Each accused the other of questionable legal maneuvering, and once during a pretrial hearing, Ashton even asked Judge Belvin Perry to hold Baez in contempt of court for what Ashton claimed was a blatant disregard of a court-ordered deadline.

Then there was the incident during Baez’s closing arguments, in which he angrily referred to Ashton as “this laughing guy” when he observed him chuckling behind his hand in full view of the jury.

But in his first comments after Anthony’s acquittal, Baez seemed to have put that bad blood behind him.

He referred to the prosecution team as a whole as “a fine group,” called Ashton “a fierce opponent” and lead prosecutor Linda Drane Burdick “an incredible adversary” and “one of the best lawyers I’ve ever
seen.”

With constant objections that were overruled and motions denied, Baez’s legal skills were often maligned on cable television programs that sometimes depicted him as a sort of Barney Fife, the bumbling deputy on the 1960s TV sitcom “The Andy Griffith Show” who was only allowed to carry one bullet.

Lenamon said any of those sentiments that the jury saw in court via the judge or prosecution — however small — could have played a role in the case’s outcome.

“They see things like the prosecutor snickering during the defense’s closing argument,” Lenamon said. “And little things like that can change everything.
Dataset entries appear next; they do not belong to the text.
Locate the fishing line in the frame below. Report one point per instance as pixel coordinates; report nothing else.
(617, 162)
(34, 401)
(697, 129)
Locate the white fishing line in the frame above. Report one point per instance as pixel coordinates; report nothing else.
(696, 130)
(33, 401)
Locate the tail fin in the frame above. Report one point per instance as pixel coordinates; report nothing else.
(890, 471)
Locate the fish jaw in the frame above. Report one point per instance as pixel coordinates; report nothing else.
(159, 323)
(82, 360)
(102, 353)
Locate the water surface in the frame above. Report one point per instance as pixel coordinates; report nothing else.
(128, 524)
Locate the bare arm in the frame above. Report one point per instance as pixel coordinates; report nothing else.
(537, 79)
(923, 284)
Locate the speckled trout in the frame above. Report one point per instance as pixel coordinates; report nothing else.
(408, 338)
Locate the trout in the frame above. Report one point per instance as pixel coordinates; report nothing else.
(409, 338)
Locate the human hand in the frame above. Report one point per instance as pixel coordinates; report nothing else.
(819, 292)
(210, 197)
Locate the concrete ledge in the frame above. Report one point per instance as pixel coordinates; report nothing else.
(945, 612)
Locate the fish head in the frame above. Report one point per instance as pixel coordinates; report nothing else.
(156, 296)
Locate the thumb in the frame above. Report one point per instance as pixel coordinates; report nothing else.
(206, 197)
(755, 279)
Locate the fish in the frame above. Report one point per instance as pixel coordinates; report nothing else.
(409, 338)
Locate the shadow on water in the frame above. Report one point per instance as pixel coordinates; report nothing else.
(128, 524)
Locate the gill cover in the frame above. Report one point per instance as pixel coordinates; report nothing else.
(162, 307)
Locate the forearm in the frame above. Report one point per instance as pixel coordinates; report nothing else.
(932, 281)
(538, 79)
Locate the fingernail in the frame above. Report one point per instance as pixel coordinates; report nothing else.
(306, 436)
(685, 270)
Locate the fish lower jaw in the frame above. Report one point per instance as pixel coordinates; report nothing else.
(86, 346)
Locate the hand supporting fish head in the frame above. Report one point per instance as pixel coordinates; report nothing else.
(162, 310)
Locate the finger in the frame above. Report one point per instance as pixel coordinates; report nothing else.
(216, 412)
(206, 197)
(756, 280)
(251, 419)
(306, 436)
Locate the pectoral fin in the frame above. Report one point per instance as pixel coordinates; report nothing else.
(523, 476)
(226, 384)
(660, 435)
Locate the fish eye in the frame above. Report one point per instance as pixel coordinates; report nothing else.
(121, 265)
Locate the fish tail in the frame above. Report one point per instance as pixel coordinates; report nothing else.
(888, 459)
What they see is a lawyer that may not look to be super-experienced, fighting hard to save his client. That plays into the final formula. It’s not as simple and easy as everyone tries to make it out to be.”

Lenamon said he expects Baez’s star to continue rising.

“The bottom line is he pulled it off in a very favorable way,” he said. “I have to tip my hat to him on that and congratulate him. I really think people underestimated him.”